12-Step for Werewolves

Tati drained the last of her beer. She watched through the window as a local loaded equipment into the bed of a pickup truck.

“These are good folks, Omar. I’d hate to kill any of them.”

Omar leaned close. “The full moon isn’t for three days. Let’s get back to the ranch. There’s a valley miles from town with deer, elk, and antelope. I’ve hunted there for years as a wolf. You don’t have to kill anyone.”

Tati shook her head. “What is this, a twelve-step program for werewolves?”

Omar chuckled. “Now there’s an idea. A twelve-step for recovering werewolves. It’s almost too bad there aren’t more of us.”

Living the Nightmare

“This isn’t something you ‘come to terms with’. That makes it sound like a negotiation.
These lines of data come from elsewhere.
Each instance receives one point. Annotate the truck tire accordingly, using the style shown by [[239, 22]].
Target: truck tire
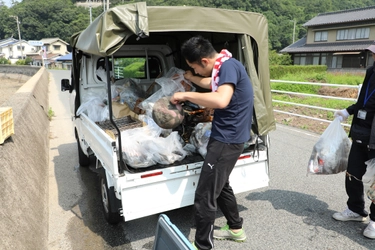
[[83, 159], [111, 204]]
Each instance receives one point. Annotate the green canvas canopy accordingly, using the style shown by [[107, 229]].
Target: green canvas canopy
[[110, 31]]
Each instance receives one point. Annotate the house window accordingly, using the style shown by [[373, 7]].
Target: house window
[[323, 59], [300, 59], [316, 58], [321, 36], [352, 34]]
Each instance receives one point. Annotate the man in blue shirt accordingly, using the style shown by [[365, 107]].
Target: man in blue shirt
[[232, 99]]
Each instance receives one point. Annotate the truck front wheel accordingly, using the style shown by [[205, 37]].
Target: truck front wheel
[[110, 202]]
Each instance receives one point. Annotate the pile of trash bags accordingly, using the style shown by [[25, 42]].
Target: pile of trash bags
[[330, 153], [148, 145]]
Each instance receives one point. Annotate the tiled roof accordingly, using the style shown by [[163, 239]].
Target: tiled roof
[[50, 56], [344, 16], [10, 43], [52, 40], [301, 47], [67, 57]]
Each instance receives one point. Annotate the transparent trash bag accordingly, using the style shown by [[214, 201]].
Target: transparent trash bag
[[368, 180], [331, 151]]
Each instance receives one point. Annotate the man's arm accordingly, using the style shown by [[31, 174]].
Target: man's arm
[[203, 82], [217, 100]]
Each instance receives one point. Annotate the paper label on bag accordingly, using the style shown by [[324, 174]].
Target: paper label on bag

No, one day you’re a normal person with a normal life and the next you’re an inhuman monster stalking the helpless under a full moon. The smell of blood is the smell of madness–and release.”

Tati cut a thick piece of the rare, juicy steak.

“You know what’s funny? Before I became a werewolf I was a vegan. Ain’t that a kick.”

The Wolf Seeks Peace

“You and I have seen the face of abject horror in our victims, the look when the wolf is at their throat and there’s no escape. They soil themselves or attempt to flee from what lies before them. It’s absolute gibbering helplessness.

“But there was one–a girl by a lake in Ontario four summers ago–she welcomed me in utter, loving fearlessness. It wasn’t resignation or some weary longing for the release of death. Death, even in the brutal, tearing jaws of the wolf, held no terror for her. She welcomed what came after, the life after the death. From that time I’ve sought that peace.”

Preaching Morals to A Werewolf

Tati snorted. “Don’t preach to me, Omar. I’m cursed. I’m a werewolf, a creature of the night and all that. Your human morals don’t apply to me. “

The preacher shook his head. “You don’t get off that easy, girl. You’re as human as I am. The difference is you have the wolf pathogen in your blood. When the bloodlust comes on you at the full moon, you’re not making choices, the wolf is.”

He pulled back his shirt collar to reveal a livid scar. “And for the record, you’re not the only werewolf around here.”